Exploring collaborative frameworks can leverage philanthropic resources to drive innovation while ensuring governance.
Speaker: John Palfrey
What mechanisms can strengthen South‑South cooperation for AI governance, capacity building, and deployment?
Facilitating collaboration among emerging economies can accelerate inclusive AI adoption and share best practices.
Speaker: Paula Ingabire
What effective capacity‑building strategies can equip Rwanda’s youth with AI skills to develop and maintain local solutions?
Building a skilled domestic workforce is critical for sustainable AI ecosystems and reduces reliance on external vendors.
Speaker: Paula Ingabire
How can risk assessment frameworks balance use‑case‑specific risks with overarching ethical standards?
Developing nuanced risk models can prevent over‑broad regulation while protecting against specific harms.
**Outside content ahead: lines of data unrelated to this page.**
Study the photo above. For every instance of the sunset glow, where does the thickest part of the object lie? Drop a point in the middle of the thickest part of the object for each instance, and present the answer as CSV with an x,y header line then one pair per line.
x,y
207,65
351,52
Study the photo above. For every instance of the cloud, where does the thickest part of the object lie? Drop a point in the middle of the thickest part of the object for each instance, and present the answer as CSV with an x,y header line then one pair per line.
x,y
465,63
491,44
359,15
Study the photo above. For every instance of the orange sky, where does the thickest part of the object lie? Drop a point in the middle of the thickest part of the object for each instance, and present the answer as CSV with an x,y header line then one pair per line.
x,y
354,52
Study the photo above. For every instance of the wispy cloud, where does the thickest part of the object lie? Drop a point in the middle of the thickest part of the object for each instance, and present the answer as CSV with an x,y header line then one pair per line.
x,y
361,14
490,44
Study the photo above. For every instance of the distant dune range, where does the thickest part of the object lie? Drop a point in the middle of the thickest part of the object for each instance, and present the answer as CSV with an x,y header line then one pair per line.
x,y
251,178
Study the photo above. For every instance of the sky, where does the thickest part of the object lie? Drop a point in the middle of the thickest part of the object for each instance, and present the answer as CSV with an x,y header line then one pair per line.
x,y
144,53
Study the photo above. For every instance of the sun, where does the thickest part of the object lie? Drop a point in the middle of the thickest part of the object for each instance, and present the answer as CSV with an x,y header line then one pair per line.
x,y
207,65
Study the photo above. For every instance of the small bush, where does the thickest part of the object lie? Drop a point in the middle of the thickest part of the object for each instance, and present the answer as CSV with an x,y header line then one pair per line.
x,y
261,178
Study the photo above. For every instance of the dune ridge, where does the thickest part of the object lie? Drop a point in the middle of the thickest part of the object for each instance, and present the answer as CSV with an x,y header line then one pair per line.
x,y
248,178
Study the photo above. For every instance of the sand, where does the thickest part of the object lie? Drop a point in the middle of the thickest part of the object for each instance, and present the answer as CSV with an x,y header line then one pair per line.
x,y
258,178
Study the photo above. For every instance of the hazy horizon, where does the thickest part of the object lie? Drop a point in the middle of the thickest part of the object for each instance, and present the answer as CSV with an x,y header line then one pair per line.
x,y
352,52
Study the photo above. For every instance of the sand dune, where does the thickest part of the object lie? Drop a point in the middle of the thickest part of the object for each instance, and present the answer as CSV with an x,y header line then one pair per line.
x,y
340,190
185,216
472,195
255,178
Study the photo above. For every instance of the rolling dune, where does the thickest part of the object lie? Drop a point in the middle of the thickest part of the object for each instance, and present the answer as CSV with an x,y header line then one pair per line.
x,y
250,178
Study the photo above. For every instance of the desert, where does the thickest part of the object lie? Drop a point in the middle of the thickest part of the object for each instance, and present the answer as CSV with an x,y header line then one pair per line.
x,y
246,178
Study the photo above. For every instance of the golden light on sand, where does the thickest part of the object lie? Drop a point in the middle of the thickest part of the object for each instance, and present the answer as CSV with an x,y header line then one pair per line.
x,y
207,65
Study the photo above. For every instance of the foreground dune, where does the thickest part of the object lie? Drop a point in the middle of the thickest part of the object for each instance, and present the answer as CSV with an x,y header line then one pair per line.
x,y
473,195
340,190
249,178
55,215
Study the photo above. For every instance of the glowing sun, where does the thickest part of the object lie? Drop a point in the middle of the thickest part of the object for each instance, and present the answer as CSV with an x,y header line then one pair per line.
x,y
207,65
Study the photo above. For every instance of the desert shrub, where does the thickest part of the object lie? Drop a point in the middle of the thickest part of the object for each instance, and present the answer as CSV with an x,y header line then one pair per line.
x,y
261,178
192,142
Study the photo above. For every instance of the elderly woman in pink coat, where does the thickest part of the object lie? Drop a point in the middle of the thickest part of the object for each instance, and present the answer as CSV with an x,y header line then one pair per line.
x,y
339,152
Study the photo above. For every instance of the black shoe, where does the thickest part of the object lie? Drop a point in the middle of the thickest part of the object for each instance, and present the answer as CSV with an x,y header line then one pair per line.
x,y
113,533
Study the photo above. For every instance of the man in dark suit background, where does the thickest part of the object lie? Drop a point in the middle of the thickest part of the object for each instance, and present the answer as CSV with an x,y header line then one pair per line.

Speaker: Paula Ingabire & Tara Lyons
What are citizens’ perceptions of AI‑driven public services, and how do trust and perceived value influence adoption?
Understanding public sentiment is vital for designing AI solutions that are accepted and widely used.
Speaker: Paula Ingabire

Disclaimer: This is not an official session record. DiploAI generates these resources from audiovisual recordings, and they are presented as-is, including potential errors. Due to logistical challenges, such as discrepancies in audio/video or transcripts, names may be misspelled. We strive for accuracy to the best of our ability.